MINGGU BEDA

Ini tulisan hari Minggu. Gak perlu saya wisata. Dua Minggu berturut-turut sudah tiga tempat terdekat dikunjungi. Berkah libur panjang lebaran. Sekarang saatnya bikin pintu rumah dan tatakan panci. Andapun di Syawal ini pasti banyak yang di rumah saja. Paling-paling muter-muter sebentar nyari angin Minggu, penjeda rutinitas. Atau kalau yang lokasinya di desa, nongkrong di gubuk sawah atau di kebun ngilangin penat.

Tapi Minggu bahagia ini bisa saja jadi Minggu beda. Iya kan? Meskipun tulisan saya di cannadrama.blogspot.com atau ulasan saya selama ini di radio-radio bersifat bulat utuh persegi Ka'bah tetapi kan ada saja yang tetap melihatnya sebagai persepsi garis miring. Padahal ketika saya sebut daun, saya sedang menyebut oli dan kertas sekolah. Kalau saya sebut cinta saya bicara politik dan kerasulan. Ketika saya bicara air, saya menyebut bulan dan kebisingan ruang pandai besi. Ketika saya bicara jilbab saya cuma berdalil halalnya hidup halal. Karena itu saya jadi juri teater, jaipong dan joget dangdut. Tapi kan masih ada yang setia menyebut, persepsi garis miring. Itupun didistorsi. Disebut, ah teori. Padahal peryataan ya dan tidak itu ada syaratnya. Karena bahayanya hari ini, prinsip yang salah pun disebut pilihan teori. Disorientasi.

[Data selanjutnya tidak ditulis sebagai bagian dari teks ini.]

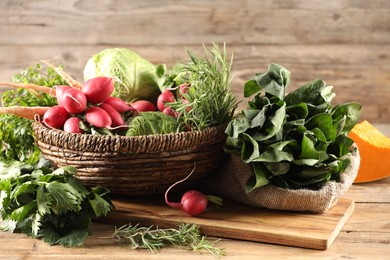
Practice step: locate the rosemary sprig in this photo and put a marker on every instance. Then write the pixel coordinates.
(186, 236)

Kalau ada wasiat kepada pemuda selalu dijawab, "Ah teori!" Karena dengan demikian ia mau proklamasi, kalau cuma soal teori dia pun punya banyak cadangan teori. Tapi beritanya tak lama kemudian dia mabuk narkoba dan nyolong kepergok warga.

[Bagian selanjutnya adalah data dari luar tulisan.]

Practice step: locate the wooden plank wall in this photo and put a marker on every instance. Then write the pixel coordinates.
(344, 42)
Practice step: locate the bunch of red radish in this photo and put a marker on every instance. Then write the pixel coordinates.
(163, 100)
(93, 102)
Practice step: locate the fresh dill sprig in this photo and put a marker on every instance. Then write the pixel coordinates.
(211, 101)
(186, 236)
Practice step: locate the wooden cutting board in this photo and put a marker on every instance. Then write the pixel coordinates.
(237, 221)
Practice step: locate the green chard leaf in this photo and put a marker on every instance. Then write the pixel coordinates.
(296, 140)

Lumayan benar pernyataan budayawan Emha Ainun Nadjib di TV beberapa waktu lalu ketika mengomentari siaran Qurais-Mustofa. Dia bilang, fenomena di negri ini seringkali bukan perseteruan demo antara Kurawa dan Pandawa, tetapi Pandawa dengan Pandawa.

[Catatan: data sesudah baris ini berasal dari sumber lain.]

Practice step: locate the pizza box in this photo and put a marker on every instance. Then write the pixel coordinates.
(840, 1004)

Tapi yang gak enak kalau orang makan kepiting diteriaki dosa oleh yang menyebut kepiting haram. Padahal dia boleh mengharamkan diri atas kepiting dengan menyebut, kalau bagimu hidangan kepiting halal, berarti penghalalanmu itu yang menikmati menu halal versimu. Pandangan halal menikmati halal. Ini masih wacana halal bihalal juga.

Maka bisa jadi Minggu ceria keluarga ini juga minggu beda. Tapi bolehlah saya bertanya, beda macam mana? Apakah beda, tidak suka saya lalu membencinya. Karena hanya dengan tarekat itu bakal menuai pahala? Atau beda biasa dalam hal selera dan sudut pandang. Yang disebut perbedaan yang rahmat Allah itu. Ini ngaji universal.

Bahkan pagi ini saya ngasih makan burung parkit dan Jalak. Membenarkan sangkar perkutut juga. Bagi yang lain, bisa jadi ini dianggap pemborosan bahkan kemalasan. Suara bencinya menembus pintu. Padahal saya semisal membuat cover buku yang menarik, padahal isi bukunya jauh lebih penting. Ada juga yang menyebut, 'menggantung' burung bisa memancing kesombongan. Padahal di depan kicau burung saya diajari rendah hati. Allah lebih tentram daripada kegalauan kita yang menahun.

Kadang perlu juga saya menulis, silahkan memutar dan menjauh. Merasa beda. Tidak suka celana jeans dan sarung saya, tetapi kapan-kapan mampir sini lagi. Tulisan saya tidak berubah. Bulat persegi Ka'bah. Laki-laki berjilbab. Insya Allah. Ya, laki-laki yang memelihara burung.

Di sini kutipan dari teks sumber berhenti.